You can save yourself from heartbreak and increase your chances of experiencing relationship bliss by becoming aware of the impact of these external influences, while also identifying your attachment style and learning how to work with it. Here are the three types of attachment styles based on the attachment theory:
1. Anxious attachment style: Anxiously attached partners tend to be stressed and worried in their relationships. They require a lot of attention and assurance because they are perpetually worried about being too much, or too little for the person they are involved with.
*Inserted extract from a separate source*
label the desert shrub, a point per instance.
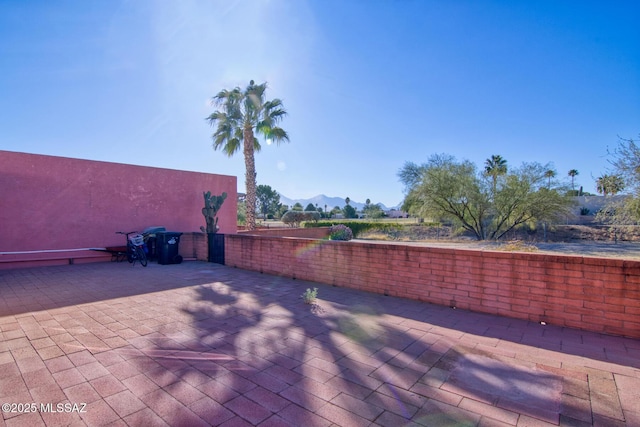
(295, 218)
(359, 227)
(340, 232)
They tend to live in their heads, and continuously feel unsure and unsafe in their relationships. As a result, they are often clingy, demanding, insecure, and codependent in their partnerships. This is the type of lover who feels threatened and becomes prone to angry outbursts if he sees you talking to an attractive person, or leaves you 50 text messages or voicemails if you happen to miss his calls.
2. Secure attachment style: People with secure attachment styles are comfortable with intimacy and feel comfortable displaying affection and interest toward others. About half the world population display this attachment style. They are secure in relationships and feel comfortable having a life of their own and granting that freedom to their partners. They handle conflict without getting defensive, critical, and temperamental. Their healthy and balanced approach to partnerships increases their chances of being in joyful and satisfying relationships. While people with secure healthy attachment styles are the healthiest among the three, they are prone to ups and downs like everyone else. But, they tend to handle those fluctuations better.
3. Avoidant attachment style: People with avoidant attachment style are the types of partners who appear closed-off, unavailable, and indifferent in even the most turbulent and drama-filled relationships. They are uncomfortable with getting too close to people and forming intimate bonds with others, so they keep their emotions closed off and avoid falling deeply in love. Even though these individuals may desire a loving connection, they are plagued by an unconscious fear of abandonment and rejection if they become involved with another person. People who display this style usually come across as commitment-phobes who either avoid relationships altogether or keep anyone they meet at a distance to avoid feeling suffocated and caged-in. Whenever they do feel restricted, they use exit strategies, make excuses, or ghost their partners.
Emotional struggle and longing for an unrequited love are not requisite for a happy ending. Even if that has been your story until now, you can rewrite it by shifting your patterns in intimacy that don’t serve you and enter into a healthier chapter. You deserve all the happiness, support, and comfort that a loving relationship offers.
All my best on your journey,
Question for you: What is your attachment style? How has it impacted your relationships and your self-worth?